Showing posts with label Hibernate. Show all posts
Showing posts with label Hibernate. Show all posts

Wednesday, June 11, 2008

What I Like to See in JPA 2.0

What I like to see in JPA 2.0 final specification.

1. Support for setting collection parameters in JPQL: Collections<object> in a Query in places where a list of objects is acceptable. For example a very common issue is for 'IN' keyword in JPQL:

SELECT mo FROM MyObject mo WHERE mo.id IN (:idList)


Here users should be allowed to set a collection with underling elements of type MyObject.id.

2. Basic support for object comparison (equals) in JPQL:

manager.createQuery("SELECT b FROM Book b WHERE b.author = :p").setParameter("p", managedAuthorObject);

3. When writing an application-level generic search, it's almost impossible to use a NamedQuery. Many JPA 1.0 implementers (Hibernate and EclipseLink for example) support Query-by-example which makes life really much easier when writing search queries.

Since it's very likely that users (application-level) do not enter search criteria values (null values for criteria object), it's useful to let search work without setting some parameters (or setting them to a constant field meaning IGNORE). In this case a default action (which can be customized) can be taken. For example this case:

Query q = manager.createQuery("SELECT p FROM Person p WHERE p.name = :name AND p.age = :age");
if (name is available)
q.setParameter("name", name);
if (age is available)
q.setParameter("age", age);
q.findAll();


It would be really great if 2.0 spec force implementers to support a Query by example, something like this:

Person person = new Person("Bob", 28);
manager.findByExample(person);


A similar mechanism is currently supported by both Hibernate (Criteria query) and TopLink/EclipseLink.

4. LIKE operator for non-String fields. Some database engines support this, and it's good IMHO to recommend implementers to just ignore LIKE (in favor of == operation) if underlying DBMS doesn't support it.

5. Support for @GeneratedValue which is not also @Id. There are many cases that developers need to generate another unique value other that the original entity PK. Since now spec has SEQUENCE and IDENTITY, which are not portable to all DBMSes, @GeneratedValue may also be limited in some DBMSes.

6. Support for interceptors: events that are raised just before or after some special actions: @AfterCommit, @BeforeDelete, .... These annotations may be set globally on the BaseEntity class which is a @MappedSuperClass of other entities, in order to be applied on all entities. It's very useful for injecting different cross-cutting concerns.

7. More consistent persistence.xml schema among different implementations. Almost all configurations (from Database URL, to Logging level) are set as generic key-value pairs in persistence.xml. So in the simplest project you should have two different versions of persistence.xml, for instance one for EclipseLink and one for Hibernate. Many of these settings (specially database connection info) can be set through a general schema.

8. User may want to set another *.xml other than the one on META-INF/persistence.xml for configurations. It's very useful that PersistenceFactory allows a file name, URL, or InputStream to set as persistence.xml content.

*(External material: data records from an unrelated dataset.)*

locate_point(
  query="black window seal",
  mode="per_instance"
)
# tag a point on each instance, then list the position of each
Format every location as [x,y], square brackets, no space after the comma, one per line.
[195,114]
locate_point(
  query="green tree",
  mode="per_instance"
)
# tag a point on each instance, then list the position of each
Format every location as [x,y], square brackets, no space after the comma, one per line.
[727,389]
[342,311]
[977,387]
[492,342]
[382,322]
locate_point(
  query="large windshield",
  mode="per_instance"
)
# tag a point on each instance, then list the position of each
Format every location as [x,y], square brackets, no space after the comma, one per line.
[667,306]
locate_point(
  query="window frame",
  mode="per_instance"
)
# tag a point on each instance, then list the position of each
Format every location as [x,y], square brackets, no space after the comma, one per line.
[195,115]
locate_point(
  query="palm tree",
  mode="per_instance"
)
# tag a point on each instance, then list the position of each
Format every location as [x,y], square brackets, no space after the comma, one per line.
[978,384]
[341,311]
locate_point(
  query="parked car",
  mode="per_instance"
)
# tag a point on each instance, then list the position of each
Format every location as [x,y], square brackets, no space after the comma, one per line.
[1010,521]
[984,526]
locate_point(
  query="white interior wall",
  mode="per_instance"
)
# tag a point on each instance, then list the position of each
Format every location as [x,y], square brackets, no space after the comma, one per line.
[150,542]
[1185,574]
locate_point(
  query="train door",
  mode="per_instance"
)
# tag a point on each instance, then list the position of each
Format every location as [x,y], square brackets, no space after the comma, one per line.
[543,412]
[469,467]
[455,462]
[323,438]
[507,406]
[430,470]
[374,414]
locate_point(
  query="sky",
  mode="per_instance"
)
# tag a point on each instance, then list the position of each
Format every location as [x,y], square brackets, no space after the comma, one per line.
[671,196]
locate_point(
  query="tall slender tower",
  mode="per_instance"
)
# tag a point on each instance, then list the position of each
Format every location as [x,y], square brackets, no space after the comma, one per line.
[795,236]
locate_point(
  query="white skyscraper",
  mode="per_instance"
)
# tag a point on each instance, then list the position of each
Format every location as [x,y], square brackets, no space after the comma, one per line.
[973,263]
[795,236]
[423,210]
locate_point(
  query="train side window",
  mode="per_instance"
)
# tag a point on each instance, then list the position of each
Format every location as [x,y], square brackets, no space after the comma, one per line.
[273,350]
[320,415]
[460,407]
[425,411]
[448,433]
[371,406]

A similar mechanism is currently supported by both Hibernate and TopLink.

Friday, November 16, 2007

How to use TopLink along with JBoss

JBoss is bundled with Hibernate as the default JPA/EJB3 persistence implementation, like GlassFish which is bundled with TopLink essentials. Developers who are trying to use TopLink in an application which is to be deployed on JBoss may face with some difficulties.

Persistence implementation class is referenced in persistence.xml. Since Hibernate JPA implementation is referenced somewhere in persistence.xml in a META-INF folder visible in JBoss classpath, javax.persistence.Persistence finds at least two implementations: TopLink (which is deployed with the application, and you put persistence.xml in your classes/META-INF) and Hibernate. A call to EntityManagerFactory implementation constructor is done through reflection. If it returns null, Persistence tries with the next implementation found. The problem here is that a call to Hibernate's EntityManagerFactory cannot be done, since Hibernate classes (org.hibernate.*) are not visible in the current classloader's classpath, so your application fails to deploy with a ClassCastException for Hibernate's EntityManagerFactory implementation. To overcome this problem you need to do a small trick. Just copy hibernate-entitymanager.jar inside WEB-INF/lib folder, so that org.hibernate.ejb.HibernateEntityManagerFactory is visible in class path. Since all hibernate libraries are not available and also you specified another implementation (TopLink) in your META-INF/persistence.xml, Hibernate is bypassed and TopLink is used instead.